Transformed relations as matrix

The predefined functions follow the naming scheme `relation_transformation`

.
Predefined functions `walks_*`

are thus best used with type="walks" in
indirect_relations. Theoretically, however, any transformation can be used with any relation.
The results might, however, not be interpretable.

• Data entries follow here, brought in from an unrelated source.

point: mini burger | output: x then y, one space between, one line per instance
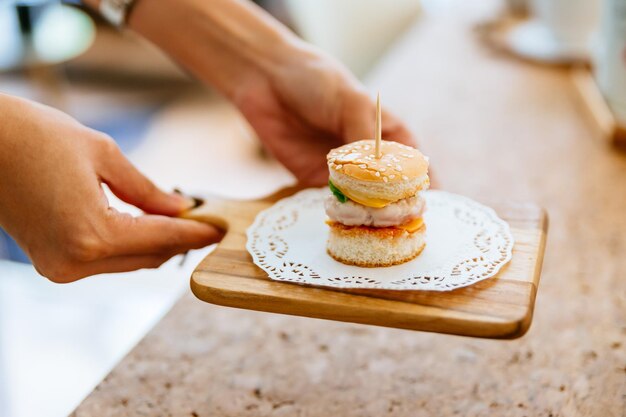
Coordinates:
375 210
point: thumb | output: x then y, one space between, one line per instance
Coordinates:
133 187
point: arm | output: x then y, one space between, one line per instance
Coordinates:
300 102
52 203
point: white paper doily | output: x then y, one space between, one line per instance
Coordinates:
466 242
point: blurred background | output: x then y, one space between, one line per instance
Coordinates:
64 55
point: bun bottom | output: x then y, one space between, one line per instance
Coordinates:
374 247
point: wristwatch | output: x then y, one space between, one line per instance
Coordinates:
116 11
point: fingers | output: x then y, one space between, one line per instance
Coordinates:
359 118
158 234
108 265
133 187
128 243
395 130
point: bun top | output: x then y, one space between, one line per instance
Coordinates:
398 162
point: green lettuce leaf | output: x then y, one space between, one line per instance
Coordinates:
340 196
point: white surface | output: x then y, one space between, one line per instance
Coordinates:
466 242
58 341
357 32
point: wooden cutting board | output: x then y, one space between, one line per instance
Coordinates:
499 307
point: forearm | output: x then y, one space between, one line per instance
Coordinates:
225 43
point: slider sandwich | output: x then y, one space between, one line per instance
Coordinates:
375 210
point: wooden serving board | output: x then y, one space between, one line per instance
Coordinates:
499 307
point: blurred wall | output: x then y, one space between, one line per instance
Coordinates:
357 32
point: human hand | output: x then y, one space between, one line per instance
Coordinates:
52 202
300 102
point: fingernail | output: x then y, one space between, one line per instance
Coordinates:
189 202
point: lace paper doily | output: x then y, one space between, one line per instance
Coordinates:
466 242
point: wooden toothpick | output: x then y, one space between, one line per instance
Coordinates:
378 127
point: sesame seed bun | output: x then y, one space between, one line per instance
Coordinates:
400 173
374 247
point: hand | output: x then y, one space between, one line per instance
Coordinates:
52 202
300 102
308 106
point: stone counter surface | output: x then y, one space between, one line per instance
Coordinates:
493 127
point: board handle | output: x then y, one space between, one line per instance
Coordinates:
227 214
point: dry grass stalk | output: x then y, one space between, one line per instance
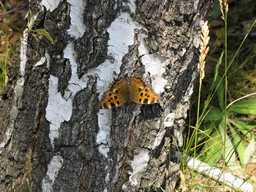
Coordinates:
223 7
204 49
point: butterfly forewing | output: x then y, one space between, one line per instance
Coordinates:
140 93
116 96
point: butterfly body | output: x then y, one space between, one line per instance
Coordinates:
128 90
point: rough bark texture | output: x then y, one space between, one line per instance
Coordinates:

The following functions are implemented so far:

`dist_2pow`

returns \(2^{-x}\)

`dist_inv`

returns \(1/x\)

`dist_dpow`

returns \(x^{-\alpha}\) where \(\alpha\) should be chosen greater than 0.

`dist_powd`

returns \(\alpha^x\) where \(\alpha\) should be chosen between 0 and 1.

`walks_limit_prop`

returns the limit proportion of walks between pairs of nodes. Calculating
rowSums of this relation will result in the principle eigenvector of the network.

`walks_exp`

returns \(\sum_{k=0}^\infty \frac{A^k}{k!}\)

`walks_exp_even`

returns \(\sum_{k=0}^\infty \frac{A^{2k}}{(2k)!}\)

`walks_exp_odd`

returns \(\sum_{k=0}^\infty \frac{A^{2k+1}}{(2k+1)!}\)

`walks_attenuated`

returns \(\sum_{k=0}^\infty \alpha^k A^k\)

`walks_uptok`

returns \(\sum_{j=0}^k \alpha^j A^j\)

Walk based transformation are defined on the eigen decomposition of the adjacency matrix using the fact that $$f(A)=Xf(\Lambda)X^T.$$ Care has to be taken when using user defined functions.